Je me souviens très bien de la grande journée de perturbation «nationale» des centrales syndicales en 2003. Cette journée avait même été le déclencheur d'une réflexion qui avait résulté dans la réalisation de L'Illusion tranquille. J'en avais assez. Je voulais comprendre.

On connaît la suite de l'histoire. Le gouvernement de Jean Charest avait plié; à l'époque, la présidente du Conseil du trésor Monique Jérôme-Forget n'avait pas réussi à convaincre les dépensiers libéraux de corriger la trajectoire du modèle québécois. Aujourd'hui, nous héritons de la mollesse du gouvernement libéral de l'époque, de son indifférence, de deux points de TVQ supplémentaires, d'un taux d'imposition et de taxation plus élevés que partout ailleurs en Amérique du Nord et d'un État encore plus lourd et fonctionnarisé.

La bonne nouvelle, c'est que nous ne sommes plus en 2003!

Ce qui n'était que discours théoriques à l'époque sont des effets bien ressentis dans la population aujourd'hui. Le modèle québécois a atteint ses limites et une grande majorité de la population partage ce constat.

Les retraités se demandent comment ils vont faire pour payer leurs comptes de taxes municipales, les travailleurs dans le secteur manufacturier perdent leur emploi, le nombre de travailleurs en chiffres absolus diminue, le vieillissement cause une pression sur le système de santé, les parents devront assumer davantage leurs responsabilités en matière de frais de garde, bref, vous connaissez l'histoire.

Non, nous ne sommes plus en 2003.

L'affaire, c'est que les syndicats et les privilégiés ne le savent pas encore.
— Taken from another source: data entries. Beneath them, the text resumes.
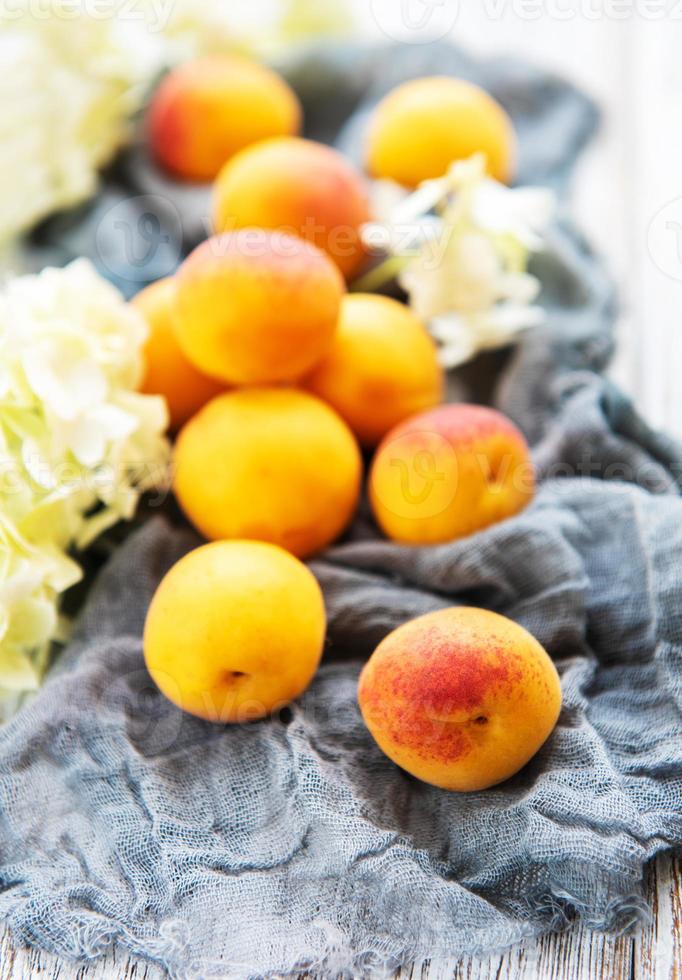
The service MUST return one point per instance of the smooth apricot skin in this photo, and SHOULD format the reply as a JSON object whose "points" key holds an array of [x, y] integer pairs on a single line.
{"points": [[235, 631], [301, 187], [257, 306], [382, 367], [207, 110], [271, 464], [460, 698], [167, 370], [450, 472], [423, 126]]}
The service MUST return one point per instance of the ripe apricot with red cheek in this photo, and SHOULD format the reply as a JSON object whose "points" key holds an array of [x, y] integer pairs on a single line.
{"points": [[448, 473], [381, 369], [461, 698], [301, 187], [257, 306], [207, 110]]}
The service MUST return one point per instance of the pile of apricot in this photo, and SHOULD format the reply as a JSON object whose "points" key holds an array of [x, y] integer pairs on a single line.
{"points": [[277, 378]]}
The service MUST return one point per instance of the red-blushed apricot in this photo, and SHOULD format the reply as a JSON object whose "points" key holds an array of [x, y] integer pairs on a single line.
{"points": [[449, 472], [423, 126], [382, 367], [461, 698], [257, 306], [271, 464], [235, 631], [207, 110], [300, 187], [167, 370]]}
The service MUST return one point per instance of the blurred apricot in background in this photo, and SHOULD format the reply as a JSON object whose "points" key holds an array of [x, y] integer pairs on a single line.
{"points": [[382, 367], [207, 110], [423, 126]]}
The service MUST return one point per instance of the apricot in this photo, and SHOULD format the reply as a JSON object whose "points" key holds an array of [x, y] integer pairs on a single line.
{"points": [[423, 126], [167, 370], [207, 110], [449, 472], [272, 464], [461, 698], [382, 367], [257, 306], [234, 631], [298, 186]]}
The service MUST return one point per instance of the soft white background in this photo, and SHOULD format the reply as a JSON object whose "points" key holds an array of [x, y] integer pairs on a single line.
{"points": [[628, 189]]}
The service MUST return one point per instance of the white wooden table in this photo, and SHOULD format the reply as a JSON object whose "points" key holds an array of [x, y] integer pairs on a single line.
{"points": [[628, 199]]}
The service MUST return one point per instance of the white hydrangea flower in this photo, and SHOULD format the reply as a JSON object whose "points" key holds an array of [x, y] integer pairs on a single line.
{"points": [[71, 82], [464, 242], [75, 73], [78, 444]]}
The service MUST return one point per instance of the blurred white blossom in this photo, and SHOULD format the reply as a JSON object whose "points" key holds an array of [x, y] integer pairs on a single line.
{"points": [[75, 73], [78, 444], [464, 242]]}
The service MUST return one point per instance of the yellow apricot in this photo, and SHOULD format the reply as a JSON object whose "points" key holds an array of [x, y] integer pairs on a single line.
{"points": [[381, 369], [271, 464], [449, 472], [167, 370], [423, 126], [300, 187], [235, 631], [207, 110], [257, 306]]}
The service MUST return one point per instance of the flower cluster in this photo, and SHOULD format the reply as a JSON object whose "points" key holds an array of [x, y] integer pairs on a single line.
{"points": [[460, 247], [74, 74], [78, 444]]}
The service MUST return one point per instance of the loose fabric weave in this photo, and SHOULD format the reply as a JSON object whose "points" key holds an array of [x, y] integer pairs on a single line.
{"points": [[294, 843]]}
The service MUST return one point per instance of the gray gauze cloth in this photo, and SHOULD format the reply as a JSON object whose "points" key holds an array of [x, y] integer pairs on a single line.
{"points": [[292, 842]]}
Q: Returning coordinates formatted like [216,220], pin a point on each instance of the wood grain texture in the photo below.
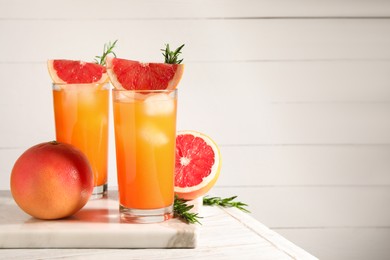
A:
[187,9]
[271,39]
[295,92]
[226,234]
[342,243]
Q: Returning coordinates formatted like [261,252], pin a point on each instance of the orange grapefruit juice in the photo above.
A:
[145,133]
[81,119]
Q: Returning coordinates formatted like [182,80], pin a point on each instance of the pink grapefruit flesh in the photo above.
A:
[135,75]
[198,164]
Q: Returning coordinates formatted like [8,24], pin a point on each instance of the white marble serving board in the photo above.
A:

Ils utilisent des stratégies et des techniques qu'ils croient encore efficaces. Ils croient encore que la population compte sur eux pour améliorer le « bien commun » et agir comme effet de levier sur leurs conditions de travail. On le sait maintenant: le pouvoir syndical, s'il existe encore, il n'existe que dans les officines gouvernementales où on y trouve encore des peureux intimidés par les gros bras et les «bullies» des centrales syndicales. La population, elle, a compris que c'est elle et elle seule qui en fait les frais.

Dans les quelques jours qui viennent, on aura droit aux plaintes d'une classe de privilégiés, soumis aux diktats de leur élite syndicale qui les sert bien mal.

À chacune de ces manifestations qui troubleront la vie normale des citoyens payeurs, des familles qui «rusheront» pour se rendre au travail, des étudiants qui n'auront pas accès à leurs écoles ou des travailleurs qui n'auront accès au transport en commun, les privilégiés sont perdants.

On raconte que certains ministres ont peur, hésitent, ont «la chienne» en quelque sorte des effets des manifestations sur l'appui au gouvernement. Ils n'ont pas à avoir peur. Le grand dérangement d'aujourd'hui les sert bien. Personnellement, j'en serais heureuse si j'étais à leur place.

Ce qu'ils ont à faire, cependant, c'est de se dégourdir pour harmoniser leurs flûtes en regard à la réduction des effectifs de la fonction publique et à l'atteinte du déficit zéro. Leur contestation enfantine face aux recommandations de la Commission Robillard n'est pas non plus digne de législateurs élus pour « faire le ménage », comme on dit. On ne peut innover si on a les mains attachées.

Je leur rappellerais également que les ministres ne sont pas au service de leurs lobbies respectifs (UPA, municipalités, commissions scolaires, etc.) mais bien au service des citoyens du Québec qui attendent encore avant d'avoir accès à un médecin de famille.

Vos choix ne sont pas très très compliqués:

  • Apprendre à vendre à vos lobbies respectifs l'importance de faire des concessions sur leurs acquis payés à même les fonds publics des travailleurs ou
  • Augmenter les impôts et les taxes des contribuables qui supportent l'ensemble des vaches sacrées du Québec.

Avant de vous plaindre des recommandations de la commission Robillard ou de faire dans vos culottes par crainte des lobbies, j'y réfléchirais à deux fois, je prendrais mes responsabilités et je prendrais des cours de vente.